Other focus of resistance of MIR in Concepción were known to exist in the perifery of the City (Cordones Insdustriales). This was also, as in the case of Central Concepción, more an “automatic response” from the part ofGPM units or militants following the ”Plan Militar de Emergencia”.
A glimspe at the Prisoners Camp
The picture below (Diario El Sur) show the door to the main collective cell in the Quiriquina Camp. All the photos here were taken by Concepción journalists accompanying a Swiss delegation of the International Red Cross under the one and only visit ever permited to the Camp in 1974.

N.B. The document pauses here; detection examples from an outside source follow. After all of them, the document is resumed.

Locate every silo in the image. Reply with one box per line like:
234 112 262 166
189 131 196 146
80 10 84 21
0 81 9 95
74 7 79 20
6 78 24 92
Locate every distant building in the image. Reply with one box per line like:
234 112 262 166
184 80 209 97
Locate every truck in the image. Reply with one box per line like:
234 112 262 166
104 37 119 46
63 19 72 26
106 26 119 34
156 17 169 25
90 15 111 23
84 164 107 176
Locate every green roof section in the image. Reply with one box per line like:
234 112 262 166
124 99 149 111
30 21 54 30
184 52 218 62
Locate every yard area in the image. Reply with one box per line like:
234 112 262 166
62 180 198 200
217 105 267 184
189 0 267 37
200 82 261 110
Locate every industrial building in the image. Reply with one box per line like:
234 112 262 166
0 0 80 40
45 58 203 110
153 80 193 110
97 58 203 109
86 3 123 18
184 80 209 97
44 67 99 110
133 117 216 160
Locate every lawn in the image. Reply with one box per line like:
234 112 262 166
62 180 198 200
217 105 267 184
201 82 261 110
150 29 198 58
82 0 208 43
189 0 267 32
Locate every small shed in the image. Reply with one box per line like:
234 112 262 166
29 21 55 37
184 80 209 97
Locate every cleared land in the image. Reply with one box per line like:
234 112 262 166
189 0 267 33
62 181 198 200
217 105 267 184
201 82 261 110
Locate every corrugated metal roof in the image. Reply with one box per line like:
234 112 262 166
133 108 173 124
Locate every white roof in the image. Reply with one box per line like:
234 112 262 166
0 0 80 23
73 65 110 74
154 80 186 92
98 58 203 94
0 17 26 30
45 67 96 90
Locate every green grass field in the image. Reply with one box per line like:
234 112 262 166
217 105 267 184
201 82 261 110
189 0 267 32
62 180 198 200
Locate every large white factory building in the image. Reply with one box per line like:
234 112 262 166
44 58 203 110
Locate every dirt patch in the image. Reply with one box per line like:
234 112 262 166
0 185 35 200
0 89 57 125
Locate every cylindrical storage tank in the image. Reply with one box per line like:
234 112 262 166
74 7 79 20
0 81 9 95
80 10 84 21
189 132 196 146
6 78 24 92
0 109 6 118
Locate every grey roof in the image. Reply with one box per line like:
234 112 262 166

Here are other pictures of the Quiriquina Camp published October 1973 by newspapers in Concepción. The first one in ”Diario Color”. The second one in “El Sur”. The remaing one also in “Diario Color”. In the picture first below I am depicted by the red arrow, to te left.
Arte de Noli, 1974
At the Quiriquina Camp, when not under interrogation or in isolating cell, the treatment was of collective forced labour. We were organized by the Navy Camp authority in “companies”, e.g. Company A (or Company “Ancla”), Company B (“Bote) etc. The main activity of the companies was to do heavy work of construction, or restoring, of a very old stone Fort, the Fuerte Rondizonni. It was going to serve as the new prison for our selves. We were constructing our own prison! In the few hours of rest I spend much time in painting, or drawing, as the resources would allow. I did mainly portrait of my fellow prisoners, but also of guards and of the Camp. These I gave to the Red Cross officials visiting the Camp. I conserve thus a few pieces. One is the portrait of a younger colleague, Armando –Mandy – Popa (see below). He was at the time medical student at the University of Concepción. Both Armando and his brother Ricardo, also a friend of mine, exiled thereafter in Sweden working as doctors. Armando lives now in Singapore.